Usually after running a marathon I indulge in several rounds of beer and nachos. This year, because I was pretty darn dehydrated, I decided to play it safe even after finishing 7L of sports drink. Still, there was no way I could pass up trying Sam Adams special 26.2 Boston Brew which they made special for the marathon. Since they only distributed this beer to a limited number of Boston spots, I figured a review would be in order so those of you unable to make it to the Hub over Patriot's Day weekend could live vicariously through me.
26.2 is a Gose beer, a relatively obscure style closely associated with the German city of Leipzig. One thing that makes this style so special is that it departs from the standards of the Reinheitsgebot (the German beer purity law).* Gose is a top-fermented beer, brewed with more than 50% malted wheat and finished with malted barley. So far, sounds pretty standard, right? Well, in addition to hops, the beer is spiced with coriander and salt--yes you read that correctly, salt. It's also relatively low in alcohol, with the 26.2 interpretation coming it at 4.5%. Now you see why the Sam Adams folks figured it would be a good post-marathon beer!
I had this beer on tap at Fenway during the post-marathon open house so I was drinking from a plastic cup. It had a nice light golden color and was a little cloudy (though since my cup wasn't completely clear hard to say how much of this was the cup).

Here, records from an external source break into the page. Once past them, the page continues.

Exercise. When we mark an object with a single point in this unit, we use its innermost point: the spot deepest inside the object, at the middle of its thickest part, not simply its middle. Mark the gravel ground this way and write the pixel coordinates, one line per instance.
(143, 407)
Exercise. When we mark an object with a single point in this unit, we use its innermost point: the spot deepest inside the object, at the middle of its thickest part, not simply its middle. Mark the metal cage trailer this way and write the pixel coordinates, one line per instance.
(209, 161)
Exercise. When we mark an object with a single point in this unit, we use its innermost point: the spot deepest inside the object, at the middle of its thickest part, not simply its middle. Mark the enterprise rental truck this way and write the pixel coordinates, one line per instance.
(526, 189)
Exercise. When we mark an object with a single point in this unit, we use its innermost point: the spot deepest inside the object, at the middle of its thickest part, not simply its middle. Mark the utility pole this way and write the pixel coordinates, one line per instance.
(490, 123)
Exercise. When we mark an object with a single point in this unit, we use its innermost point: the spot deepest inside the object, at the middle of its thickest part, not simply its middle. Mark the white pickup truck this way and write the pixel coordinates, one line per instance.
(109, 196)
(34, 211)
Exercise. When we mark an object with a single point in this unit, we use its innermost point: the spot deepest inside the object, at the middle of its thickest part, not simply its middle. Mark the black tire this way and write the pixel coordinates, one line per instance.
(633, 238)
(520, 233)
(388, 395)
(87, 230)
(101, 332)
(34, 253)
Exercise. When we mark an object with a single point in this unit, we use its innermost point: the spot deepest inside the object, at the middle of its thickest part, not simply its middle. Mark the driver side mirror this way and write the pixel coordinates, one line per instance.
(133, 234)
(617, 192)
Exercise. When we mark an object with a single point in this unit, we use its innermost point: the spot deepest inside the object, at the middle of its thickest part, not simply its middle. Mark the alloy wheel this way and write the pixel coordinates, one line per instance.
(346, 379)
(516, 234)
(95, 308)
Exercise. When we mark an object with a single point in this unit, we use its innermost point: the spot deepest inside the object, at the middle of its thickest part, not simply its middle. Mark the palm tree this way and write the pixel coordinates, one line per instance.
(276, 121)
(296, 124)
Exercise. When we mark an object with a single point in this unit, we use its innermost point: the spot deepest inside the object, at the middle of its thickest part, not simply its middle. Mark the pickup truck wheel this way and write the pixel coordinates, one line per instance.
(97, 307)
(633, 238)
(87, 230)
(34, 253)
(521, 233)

I could certainly smell the coriander, but also some citrus rind. Anyway, I was far more interested in drinking this one than smelling it--I was still very thirsty.
At first taste you certainly notice the citrus notes and the breadiness of the wheat. Next, though, you notice the salt which gives the beer a nice dry finish. This is really perfect on a hot day and Monday was a very hot day. The brew was moderately carbonated which helped to add to the overall refreshingness (that's not a word, but I'm using it!).
My overall verdict? If you're in Boston in the next few days and see this on tap, it's certainly worth a try.
* The Reinheitsgebot was a Bavarian law while Gose hails from Saxony. That means Gose brewers weren't subject to the law's restrictions until the unification of Germany by which point the style was so established as to be effectively grandfathered in.